In den letzten Wochen schob sich ein bis dahin völlig überraschend auf den Playdown-Rängen befindliches Team so langsam aus der Gefahrenzone, die Rede ist von den Towerstars Ravensburg, auf welche die Eispiraten in der englischen Woche zum ungeliebten Dienstagsspiel treffen.


Grund dafür ist die offenbar gefundene Form in Oberschwaben, immerhin 12 Punkte wurden im neuen Jahr bereits gesammelt, davon – Achtung Eispiraten – ganze 8 Punkte in der Fremde, die Towerstars sind auswärts im Jahr 2026 noch ungeschlagen.

Zum Ende des vergangenen Jahres glich man mit vielen Gegentoren noch einer Schießbude, allerdings haben sich die Goalies Ilya Sharipov (26 Sp, 3.17 GT/Sp, 88.12%, 1 SO), Nico Wiens (3 Sp, 0.99 GT/Sp, 95.45%, 1 SO) und Nico Pertuch (12 Sp, 2.86 GT/Sp, 87.73%, 0 SO) erheblich gesteigert und dazu beigetragen, dass man sich in Sachen Gegentoren nunmehr im Mittelfeld der Tabelle angesiedelt hat.

Auch die Abwehr verdient nun so langsam den Namen, mit Simon Sezemsky (29 Sp, 3+10) ist allerdings eine Stütze in der Abwehr aktuell verletzt, so dass Julian Eichinger (36 Sp, 1+12), Denis Pfaffengut (31 Sp, 1+10) und Florin Ketterer (24 Sp, 0+10) die Abwehr führen. Von den jungen Spielern haben sich Philipp Mass (31 Sp, 1+7) und Ryan Odude (34 Sp, 0+60) ordentlich gesteigert.

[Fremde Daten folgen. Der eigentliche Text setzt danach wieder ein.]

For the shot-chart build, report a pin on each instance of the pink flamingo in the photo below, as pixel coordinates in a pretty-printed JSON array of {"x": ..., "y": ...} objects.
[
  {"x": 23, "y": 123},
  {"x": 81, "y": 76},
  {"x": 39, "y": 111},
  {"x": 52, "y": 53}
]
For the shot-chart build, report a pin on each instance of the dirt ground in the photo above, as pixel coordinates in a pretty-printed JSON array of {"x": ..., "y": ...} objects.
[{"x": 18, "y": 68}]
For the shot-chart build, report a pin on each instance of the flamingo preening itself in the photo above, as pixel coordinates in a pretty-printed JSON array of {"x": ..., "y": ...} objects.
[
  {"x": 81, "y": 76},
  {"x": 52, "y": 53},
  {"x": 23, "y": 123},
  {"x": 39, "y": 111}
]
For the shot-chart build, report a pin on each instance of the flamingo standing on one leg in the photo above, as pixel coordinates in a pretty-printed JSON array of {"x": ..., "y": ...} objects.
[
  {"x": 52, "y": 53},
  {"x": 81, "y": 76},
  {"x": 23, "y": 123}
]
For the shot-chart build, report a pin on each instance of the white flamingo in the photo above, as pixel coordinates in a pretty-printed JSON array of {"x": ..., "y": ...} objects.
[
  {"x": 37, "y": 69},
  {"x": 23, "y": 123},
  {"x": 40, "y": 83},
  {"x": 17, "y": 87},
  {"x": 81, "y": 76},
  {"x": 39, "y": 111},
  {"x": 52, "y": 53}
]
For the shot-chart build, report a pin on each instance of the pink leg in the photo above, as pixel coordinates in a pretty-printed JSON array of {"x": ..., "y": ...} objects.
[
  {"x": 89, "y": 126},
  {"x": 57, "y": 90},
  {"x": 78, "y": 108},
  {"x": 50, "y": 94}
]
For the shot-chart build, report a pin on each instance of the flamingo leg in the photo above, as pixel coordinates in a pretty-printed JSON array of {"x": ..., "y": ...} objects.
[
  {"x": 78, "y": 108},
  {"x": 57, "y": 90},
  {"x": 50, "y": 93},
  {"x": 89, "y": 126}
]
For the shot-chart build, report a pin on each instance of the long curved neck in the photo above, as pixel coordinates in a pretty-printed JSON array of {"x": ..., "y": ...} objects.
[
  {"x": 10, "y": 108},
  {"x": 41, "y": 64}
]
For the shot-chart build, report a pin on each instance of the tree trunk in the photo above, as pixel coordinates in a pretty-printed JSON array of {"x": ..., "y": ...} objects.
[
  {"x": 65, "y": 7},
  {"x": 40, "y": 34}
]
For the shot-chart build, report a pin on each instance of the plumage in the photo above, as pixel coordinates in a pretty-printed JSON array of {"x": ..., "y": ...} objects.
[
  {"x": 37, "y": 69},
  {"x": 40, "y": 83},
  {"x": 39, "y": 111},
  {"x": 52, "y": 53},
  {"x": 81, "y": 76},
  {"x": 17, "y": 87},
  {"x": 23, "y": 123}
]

Der Sturm der Ravensburger hat insgesamt bisher 195 Punkte auf dem Konto, eine Zahl, die so erst einmal nicht ungewöhnlich ist, wenn sich nicht davon 83 Punkte auf 13 Stürmer verteilen würden und der Rest von ganzen 112 auf das Konto der ersten Garde um Erik Jinesjö Karlsson (SWE, 32 Sp, 9+24), Robbie Czarnik (USA, 35 Sp, 20+18) und Mark Rassell (CAN, 36 Sp, 27+14) gehen würden.  Dieses Trio gilt es in Schach zu halten, dann sind auch Punkte im Rahmen des Möglichen, denn der Rest der Offensive um Allrounder Nick Latta (36 Sp, 12+5), dessen jüngerer Bruder Louis Latta (35 Sp, 2+7), Alec Ahlroth (32 Sp, 6+7) und Marvin Schmid (36 Sp, 3+7) haben sich wie bereits geschrieben nicht als Torgaranten aufmerksam gemacht. Auch Ex-Eispirat Thomas Reichel (34 Sp, 3+9) ist von seiner Vorjahresform noch etwas entfernt.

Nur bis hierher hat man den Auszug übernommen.